Yes, but I still want to know what happens with the case I described.

Excellent. It shouldn’t be too hard to rerun it with the hammer mass added to the Earth for the feather dropping, and the feather mass added to the Earth for the hammer. Just to answer my “speculation” question.

I had been wondering that also, but I wasn’t going to bring it up. You are volunteering to work it out, aren’t you? :wink:


It is too clear, and so it is hard to see.

Speculation? Yeah, right. (sotto voce: ZenBeam doesn’t speculate, ZenBeam calculates). In JoeCool’s calculation, he moved the hammer away to nearly infinity.
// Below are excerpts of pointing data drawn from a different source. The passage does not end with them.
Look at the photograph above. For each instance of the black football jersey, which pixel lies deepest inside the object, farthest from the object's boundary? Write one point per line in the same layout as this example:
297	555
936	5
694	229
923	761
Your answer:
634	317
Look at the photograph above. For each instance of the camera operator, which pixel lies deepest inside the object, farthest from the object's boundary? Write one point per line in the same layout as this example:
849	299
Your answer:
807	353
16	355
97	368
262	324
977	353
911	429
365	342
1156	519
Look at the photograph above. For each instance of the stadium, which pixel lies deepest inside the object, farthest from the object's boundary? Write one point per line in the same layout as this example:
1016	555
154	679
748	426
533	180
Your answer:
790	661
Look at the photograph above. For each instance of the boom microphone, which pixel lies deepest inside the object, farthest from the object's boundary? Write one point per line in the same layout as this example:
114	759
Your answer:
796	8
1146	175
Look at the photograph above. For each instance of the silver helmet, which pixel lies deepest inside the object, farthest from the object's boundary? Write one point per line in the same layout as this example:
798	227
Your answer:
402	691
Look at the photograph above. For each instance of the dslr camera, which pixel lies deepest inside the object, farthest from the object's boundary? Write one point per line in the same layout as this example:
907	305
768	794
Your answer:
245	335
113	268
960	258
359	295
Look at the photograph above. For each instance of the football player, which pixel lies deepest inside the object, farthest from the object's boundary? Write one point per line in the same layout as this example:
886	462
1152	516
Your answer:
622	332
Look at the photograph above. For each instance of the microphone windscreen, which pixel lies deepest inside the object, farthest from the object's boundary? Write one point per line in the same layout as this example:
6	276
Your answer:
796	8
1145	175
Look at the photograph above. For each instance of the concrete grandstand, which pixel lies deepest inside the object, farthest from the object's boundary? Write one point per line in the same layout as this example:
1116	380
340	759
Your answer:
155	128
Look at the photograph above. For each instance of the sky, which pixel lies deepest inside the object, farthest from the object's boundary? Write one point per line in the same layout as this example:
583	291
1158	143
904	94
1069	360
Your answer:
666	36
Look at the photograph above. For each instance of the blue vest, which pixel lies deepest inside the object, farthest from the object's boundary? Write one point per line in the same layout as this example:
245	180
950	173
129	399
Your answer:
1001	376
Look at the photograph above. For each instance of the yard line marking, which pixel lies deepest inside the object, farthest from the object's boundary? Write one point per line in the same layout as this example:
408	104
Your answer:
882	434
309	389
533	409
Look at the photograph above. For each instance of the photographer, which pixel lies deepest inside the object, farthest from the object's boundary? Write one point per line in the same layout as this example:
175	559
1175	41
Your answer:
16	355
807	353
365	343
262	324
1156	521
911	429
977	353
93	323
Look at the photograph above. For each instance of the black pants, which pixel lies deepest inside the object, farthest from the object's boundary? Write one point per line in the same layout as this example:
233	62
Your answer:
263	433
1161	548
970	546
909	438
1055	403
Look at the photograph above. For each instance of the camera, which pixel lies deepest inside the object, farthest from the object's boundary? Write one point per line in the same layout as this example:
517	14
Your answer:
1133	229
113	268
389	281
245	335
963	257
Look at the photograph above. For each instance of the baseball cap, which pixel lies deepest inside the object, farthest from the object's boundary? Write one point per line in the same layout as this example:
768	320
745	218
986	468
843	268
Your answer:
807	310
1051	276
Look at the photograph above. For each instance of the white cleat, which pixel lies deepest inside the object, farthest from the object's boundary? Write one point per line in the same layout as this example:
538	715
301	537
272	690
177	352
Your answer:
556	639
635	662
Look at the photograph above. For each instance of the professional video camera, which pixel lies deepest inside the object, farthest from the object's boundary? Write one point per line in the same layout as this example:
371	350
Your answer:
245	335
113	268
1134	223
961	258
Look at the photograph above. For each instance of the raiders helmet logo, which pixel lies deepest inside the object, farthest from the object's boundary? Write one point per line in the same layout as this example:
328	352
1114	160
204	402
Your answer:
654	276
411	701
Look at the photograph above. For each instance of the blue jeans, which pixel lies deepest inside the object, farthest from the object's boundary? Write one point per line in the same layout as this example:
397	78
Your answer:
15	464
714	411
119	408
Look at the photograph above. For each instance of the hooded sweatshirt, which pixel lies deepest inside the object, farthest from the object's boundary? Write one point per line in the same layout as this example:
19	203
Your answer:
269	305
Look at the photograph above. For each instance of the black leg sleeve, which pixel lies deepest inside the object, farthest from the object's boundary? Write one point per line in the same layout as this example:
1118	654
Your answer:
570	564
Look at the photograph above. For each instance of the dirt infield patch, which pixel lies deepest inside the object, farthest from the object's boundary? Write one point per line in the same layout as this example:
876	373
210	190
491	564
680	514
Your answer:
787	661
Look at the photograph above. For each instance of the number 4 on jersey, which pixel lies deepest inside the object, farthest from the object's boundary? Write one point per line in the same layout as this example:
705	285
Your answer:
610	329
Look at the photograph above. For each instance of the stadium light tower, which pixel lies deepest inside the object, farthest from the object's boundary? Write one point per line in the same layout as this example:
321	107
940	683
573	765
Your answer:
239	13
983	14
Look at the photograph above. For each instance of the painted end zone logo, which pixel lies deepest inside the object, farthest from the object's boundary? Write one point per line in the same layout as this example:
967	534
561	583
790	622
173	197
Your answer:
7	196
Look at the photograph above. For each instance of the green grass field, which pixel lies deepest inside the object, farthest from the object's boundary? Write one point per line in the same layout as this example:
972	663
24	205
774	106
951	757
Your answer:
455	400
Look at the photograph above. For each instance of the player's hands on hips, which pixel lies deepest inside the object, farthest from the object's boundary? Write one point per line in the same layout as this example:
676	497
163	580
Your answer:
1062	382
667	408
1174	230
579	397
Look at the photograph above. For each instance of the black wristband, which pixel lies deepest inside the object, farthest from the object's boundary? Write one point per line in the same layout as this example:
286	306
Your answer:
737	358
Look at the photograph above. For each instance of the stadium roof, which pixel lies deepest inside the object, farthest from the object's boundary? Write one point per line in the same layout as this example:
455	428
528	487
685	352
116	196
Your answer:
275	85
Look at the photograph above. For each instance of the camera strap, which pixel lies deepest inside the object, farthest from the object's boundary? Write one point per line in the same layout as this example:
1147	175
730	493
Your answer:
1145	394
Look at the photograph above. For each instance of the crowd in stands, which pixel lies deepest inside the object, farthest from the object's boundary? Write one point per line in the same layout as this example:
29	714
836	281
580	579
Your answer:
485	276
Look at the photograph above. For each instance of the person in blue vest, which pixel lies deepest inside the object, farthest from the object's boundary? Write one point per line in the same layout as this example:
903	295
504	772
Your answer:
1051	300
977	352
Since the mass of the earth is only 3x10^24 times the mass of the hammer, the added mass of the hammer would change the answer by approx. 1/3x10^24, which is twice the difference that Joe_Cool found in the OP. Y’all both are extremely sneaky: ZenBeam for calculating, and Joe_Cool for throwing away “vital” mass.


rocks

Ok, ZenBeam, here ya go.

Dropping the feather with the hammer’s mass distributed evenly throughout the earth, or vice versa, you were right, of course. either dropped object falls in
.638776293290439842764991569826 seconds. That’s a difference on the order of 10^-29 for the hammer, and 10^-25 for the feather.

With the thing not being dropped at the dropper’s feet (or, since we’re ignoring the mass of the dropper, collinear with the dropped object and the center of mass of the earth), the difference for the hammer is on the order of 10^-11 for both. But the feather does fall faster, obviously, since all that matters is the attractive mass, not the falling mass.

By the way, I cheated a bit. For the last part (object at feet), I didn’t calculate the acceleration towards the center of mass of the entire system, I figured the attractions for the two systems separately and added them.

Joe_Cool wrote:

Actually, that’s exactly correct. Cheating would be to just figure on the center of mass, because, as RM Mentock pointed out, the
“all mass concentrated at the center of mass” approximation is only valid for spherically symmetric mass distributions, i.e., not a (theoretical) spherically symmetric Earth + (theoretical) point mass on its surface. And the GR effects do come in way sooner than 10^-24; I would be tempted to actually calculate them, but at that level of precision, you’d need a theory of quantum gravity, which, alas, has not yet been developed.


“There are only two things that are infinite: The Universe, and human stupidity-- and I’m not sure about the Universe”
–A. Einstein

I find this hard to believe. Any errors due to using Newtonian physics ought to cancel out*. What GR effects are going to affect the hammer and feather differently?

  • Unless you’re considering both the feather and hammer as point masses, and you’re dropping one micro-black-hole into another. But this hardly seems like a valid approximation for the original case. :slight_smile:

It is too clear, and so it is hard to see.

Joe Cool bites again. The OP said the hammer and feather have no volumes. I guess that’s the same as point-mass.

When do we actually get to do a real experiment?


rocks

Doh!

You’re right, ZenBeam, the relativistic effects should affect the hammer and feather (almost) identically… I was just thinking about the effect on either. The black holes raise their own problems… If I recall my hawking correctly, a 2-kg or 1-g black hole would probably explosively evaporate before it hit the ground.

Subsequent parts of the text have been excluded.